Unlike inhibitors that work stoichiometrically, PAC-1 is a catalytic activator, Hergenrother (University of Illinois, Urbana-Champaignsaid). “This is a benefit. One molecule of PAC-1 will activate procaspase-3 to produce caspase-3. Then PAC-1 is free to activate another one.”
“This is a novel strategy for a cancer therapy,” commented Michael F. Olson of the Beatson Institute for Cancer Research in Glasgow, Scotland. “Going straight to one of the key proteins that actually kills the cell and directly activating it could induce the death of cancer cells that are insensitive to many forms of standard chemotherapy.”

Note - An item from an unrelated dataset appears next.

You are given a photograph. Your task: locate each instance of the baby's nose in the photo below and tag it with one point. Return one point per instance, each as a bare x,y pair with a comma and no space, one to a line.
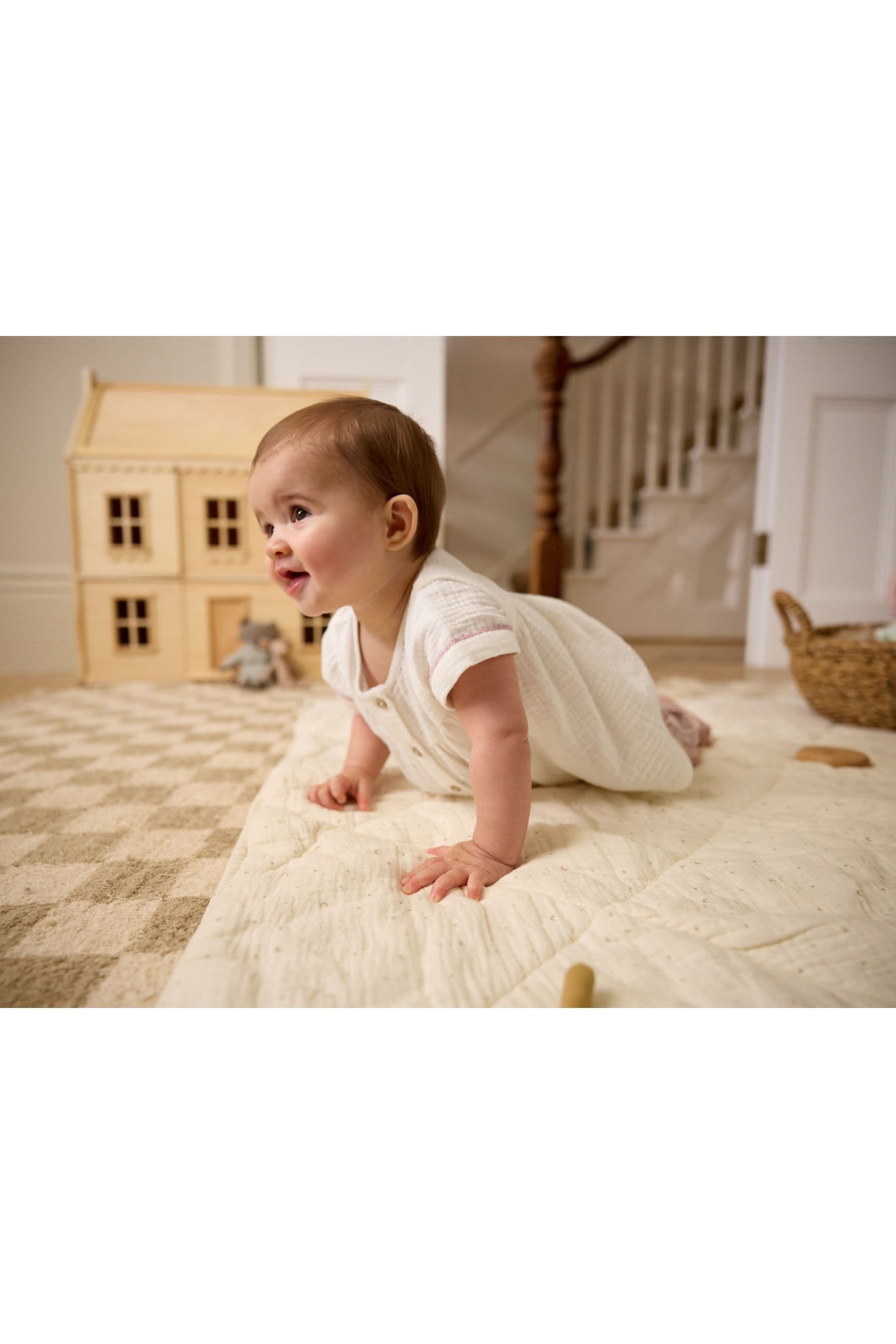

Initial research with patient tissue samples and mouse models shows that PAC-1’s ability to destroy cancer cells is related to the levels of procaspase-3 in a cell, Hergenrother said. “Since tumor procaspase-3 levels can be measured, one might be able to predict a priori what types of patients would respond to a procaspase-3 activator. This is a step toward personalized cancer therapy.”
A clinical trial was initiated last year – the Phase 1 dose escalation trial, which is still recruiting patients, is being evaluated in a number of cancers: Breast, gastrointestinal, genitourinary, gynecologic, head and neck, thoracic, as well as lymphomas, melanomas and solid tumors.